The lawsuit filed by the Equal Employment Opportunity Commission also alleged that Bob Watson Chevrolet continued to subject its women employees to a sexually hostile work environment even though it promised to combat sexual harassment.
Bob Watson, who owns the dealership in south suburban Harvey, did not return a telephone call seeking comment on the lawsuit filed in U.S. District Court in Chicago.
To settle the 2001 class-action suit, Watson Chevrolet, without admitting wrongdoing, agreed to pay about 70 temporary female workers $3,000 each, rewrite its anti-harassment policy and take other steps to end the sexual harassment.
But on the same day checks were issued as part of that settlement, Watson Chevrolet closed down its “phone room” where incoming calls from potential customers were routed to sales personnel, the EEOC said its investigation found.
The women were given no warning about the closing by management, the EEOC said.

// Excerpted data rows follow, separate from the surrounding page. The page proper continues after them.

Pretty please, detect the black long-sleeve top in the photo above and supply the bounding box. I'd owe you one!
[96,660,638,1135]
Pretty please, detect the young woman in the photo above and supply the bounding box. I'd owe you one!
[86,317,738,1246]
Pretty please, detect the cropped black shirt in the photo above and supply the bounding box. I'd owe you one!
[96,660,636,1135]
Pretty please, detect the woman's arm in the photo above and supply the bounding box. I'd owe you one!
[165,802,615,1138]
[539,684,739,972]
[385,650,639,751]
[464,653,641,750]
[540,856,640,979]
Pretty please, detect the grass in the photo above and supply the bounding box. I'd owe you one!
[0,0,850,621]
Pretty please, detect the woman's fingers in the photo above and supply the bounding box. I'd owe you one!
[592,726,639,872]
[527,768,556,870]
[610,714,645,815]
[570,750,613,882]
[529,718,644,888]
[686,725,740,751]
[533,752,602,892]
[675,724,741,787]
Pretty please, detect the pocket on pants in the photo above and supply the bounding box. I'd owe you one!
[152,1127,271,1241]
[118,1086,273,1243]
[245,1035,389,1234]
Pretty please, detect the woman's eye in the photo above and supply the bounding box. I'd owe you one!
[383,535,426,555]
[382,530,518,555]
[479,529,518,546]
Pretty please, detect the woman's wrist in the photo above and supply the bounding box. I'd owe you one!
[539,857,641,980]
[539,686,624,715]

The women were forced to quickly choose between taking virtually commission-only sales positions for which they had no experience or training or find themselves out of work altogether, the EEOC said.
“Bob Watson chose to deal with the harassment lawsuit by getting rid of the victims when it should have focused its efforts on stopping future harassment,” Richard Mrizek, an EEOC attorney, said in a statement. “Dumping women employees for participating in a sexual harassment lawsuit is not an option.”
The EEOC did not provide any details on the alleged sexually hostile work environment that it contends continued after the first suit.
In the earlier suit, one of three named plaintiffs alleged that during one of her first weeks at work several managers and salesmen blocked her exit, taunted her with demands that she do a striptease on a table and tried to entice her with offers of cash.
Other women said they were subjected to groping and crude comments, exposed to pornographic materials and promised job security in return for sex.
At the time that the first suit was settled in 2002 the Chicago Lawyers Committee for Civil Rights Under Law, which represented the women, expected the cost to Watson Cehvrolet could exceed $300,000 in legal fees and payouts.